A new law takes effect next month, requiring public schools in Virginia to consider alternatives to suspension.  State lawmakers approved the measure after a report showed as many as four hundred students a day being kicked out for up to a year. Sandy Hausman reports on what the new measure will mean for kids.

When State Senator Jennifer McClellan heard so many children were facing suspension – many of them African-American or kids with learning disabilities --  she knew something had to change. 

“You’re not addressing the underlying cause of the behavior," she says, "and  you’re putting students out of school in many cases with no instruction at all as long as 364 days.  When they come back, they’re far behind their peers.  Some of them may be sitting at home alone, and there are lots of studies that show that’s when kids start to get in trouble.”

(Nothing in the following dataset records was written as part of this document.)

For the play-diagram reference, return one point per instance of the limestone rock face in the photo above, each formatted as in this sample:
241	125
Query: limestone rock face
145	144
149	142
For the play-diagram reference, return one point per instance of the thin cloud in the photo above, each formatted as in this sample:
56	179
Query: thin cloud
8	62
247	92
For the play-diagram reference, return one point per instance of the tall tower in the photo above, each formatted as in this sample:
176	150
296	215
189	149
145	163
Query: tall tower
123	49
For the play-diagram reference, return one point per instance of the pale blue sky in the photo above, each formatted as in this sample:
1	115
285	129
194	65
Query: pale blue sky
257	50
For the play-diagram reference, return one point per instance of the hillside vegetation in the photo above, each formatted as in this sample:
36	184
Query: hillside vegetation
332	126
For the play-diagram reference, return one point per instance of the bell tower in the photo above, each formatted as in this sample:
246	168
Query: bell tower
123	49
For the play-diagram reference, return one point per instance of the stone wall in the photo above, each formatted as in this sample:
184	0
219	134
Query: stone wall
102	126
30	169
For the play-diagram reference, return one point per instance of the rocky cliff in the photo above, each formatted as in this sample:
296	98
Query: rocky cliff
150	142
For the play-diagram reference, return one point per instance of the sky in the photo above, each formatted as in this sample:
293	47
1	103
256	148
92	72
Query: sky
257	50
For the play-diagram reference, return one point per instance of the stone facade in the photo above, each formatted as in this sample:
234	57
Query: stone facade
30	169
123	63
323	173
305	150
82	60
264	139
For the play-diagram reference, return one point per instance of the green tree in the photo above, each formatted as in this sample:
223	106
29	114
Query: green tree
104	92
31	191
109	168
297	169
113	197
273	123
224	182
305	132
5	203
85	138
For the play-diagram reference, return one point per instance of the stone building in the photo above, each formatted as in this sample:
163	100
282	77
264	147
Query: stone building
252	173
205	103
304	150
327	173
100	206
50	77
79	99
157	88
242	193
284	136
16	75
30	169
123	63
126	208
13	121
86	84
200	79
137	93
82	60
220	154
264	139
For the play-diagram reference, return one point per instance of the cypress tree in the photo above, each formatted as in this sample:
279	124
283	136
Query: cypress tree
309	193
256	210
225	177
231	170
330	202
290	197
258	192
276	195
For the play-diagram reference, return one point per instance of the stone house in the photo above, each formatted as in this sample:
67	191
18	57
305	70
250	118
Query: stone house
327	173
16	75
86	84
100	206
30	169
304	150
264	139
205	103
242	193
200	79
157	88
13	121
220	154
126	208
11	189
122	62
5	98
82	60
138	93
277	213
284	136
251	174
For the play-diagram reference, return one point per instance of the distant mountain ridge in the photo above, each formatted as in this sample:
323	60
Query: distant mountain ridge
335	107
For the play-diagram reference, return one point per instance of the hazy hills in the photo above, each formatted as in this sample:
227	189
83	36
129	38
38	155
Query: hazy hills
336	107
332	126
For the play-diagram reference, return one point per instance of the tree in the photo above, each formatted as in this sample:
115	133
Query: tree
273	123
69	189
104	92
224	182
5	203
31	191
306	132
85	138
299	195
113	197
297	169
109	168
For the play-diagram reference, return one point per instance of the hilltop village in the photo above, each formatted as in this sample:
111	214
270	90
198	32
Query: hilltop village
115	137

So she co-sponsored a bill requiring the state board of education to compile information about alternatives to suspension and urge public schools to try those approaches.  That didn’t, in her opinion, go far enough.

“I’ve had bills that would have required schools to provide instruction to students that are long-term suspended or expelled," she recalls.  "We’ve had bills that would have limited the amount of time students can be suspended long term.  We’ve had bills that would require schools to exhaust all other available remedies before going to long-term suspension or expulsion, but we haven’t been able to get those bills passed.”

The vast majority of suspensions are issued for non-violent, relatively minor misbehavior -- class disruption, defiance or having a cell phone. Ironically, hundreds of kids are kicked out for poor attendance.

The new law takes effect July first, and McClellan says it’s just a starting point in state efforts to break the school to prison pipeline.  The General Assembly did not provide more money to schools to create alternative programs for students who are suspended.